In the meantime, Britain’s vets carry on prescribing vast quantities of antibiotics into pigs that they insist are healthy. They then export the problem.

They remain protected and encouraged by a hopelessly corrupt and useless British State Veterinary Service, too scared to admit what they have done.

Some know they face prosecution before international courts and have frozen in the face of the horror of guilt.

We can all understand the terror that they must feel.

It would be easier to sympathise when they admit what they have done and start putting things right.

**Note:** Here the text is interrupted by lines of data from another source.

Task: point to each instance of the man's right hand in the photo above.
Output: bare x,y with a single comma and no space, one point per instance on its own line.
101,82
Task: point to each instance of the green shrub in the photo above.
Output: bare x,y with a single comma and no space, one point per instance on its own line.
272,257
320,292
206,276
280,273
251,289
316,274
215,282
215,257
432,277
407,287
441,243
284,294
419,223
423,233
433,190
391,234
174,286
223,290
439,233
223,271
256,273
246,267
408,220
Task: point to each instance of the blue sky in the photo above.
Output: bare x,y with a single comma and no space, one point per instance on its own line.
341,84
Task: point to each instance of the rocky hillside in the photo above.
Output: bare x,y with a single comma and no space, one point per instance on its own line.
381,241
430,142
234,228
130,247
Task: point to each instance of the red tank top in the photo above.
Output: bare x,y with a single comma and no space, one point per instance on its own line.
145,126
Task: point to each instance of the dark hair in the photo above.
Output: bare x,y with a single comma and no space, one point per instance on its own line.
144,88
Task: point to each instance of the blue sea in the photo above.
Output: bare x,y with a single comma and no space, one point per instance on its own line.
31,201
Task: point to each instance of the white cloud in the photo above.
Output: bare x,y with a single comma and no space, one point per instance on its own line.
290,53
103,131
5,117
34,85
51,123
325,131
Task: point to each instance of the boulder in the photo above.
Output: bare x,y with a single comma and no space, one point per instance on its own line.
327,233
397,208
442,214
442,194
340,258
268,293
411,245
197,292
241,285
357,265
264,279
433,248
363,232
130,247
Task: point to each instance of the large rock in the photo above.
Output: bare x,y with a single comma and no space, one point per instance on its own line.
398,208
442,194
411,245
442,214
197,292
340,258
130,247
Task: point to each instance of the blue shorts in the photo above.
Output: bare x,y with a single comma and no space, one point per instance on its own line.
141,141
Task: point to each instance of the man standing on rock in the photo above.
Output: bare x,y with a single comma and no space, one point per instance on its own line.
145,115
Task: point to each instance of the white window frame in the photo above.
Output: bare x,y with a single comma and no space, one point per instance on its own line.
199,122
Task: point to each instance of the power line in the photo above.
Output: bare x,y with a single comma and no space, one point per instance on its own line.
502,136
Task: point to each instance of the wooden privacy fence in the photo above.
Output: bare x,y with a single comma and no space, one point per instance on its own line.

http://www.sciencemag.org/cgi/content/summary/329/5995/1010

Science 27 August 2010
Vol. 329. no. 5995, pp. 1010 - 1011

DOI: 10.1126/science.329.5995.1010
INFECTIOUS DISEASE:

From Pigs to People: The Emergence of a New Superbug

Dan Ferber

The discovery of a novel strain of methicillin-resistant Staphylococcus aureus (MRSA) able to jump from livestock to humans has sparked a multicountry effort to see how dangerous it might be. So far, the worst fears about the strain have not been realized. It did jump from pigs to people, scientists determined through gumshoe detective work. And it has caused serious disease—although rarely—among farmers and veterinarians who work with pigs and other livestock, and their families, although most of them carry the microbe harmlessly in their noses. But it doesn't appear to be readily transmissible between humans, so the chance of a broad community epidemic seems low. However, MRSA readily mixes and matches genes with other bacteria that make it more virulent, more transmissible, and harder to treat—and this newly emerged strain could take that route too.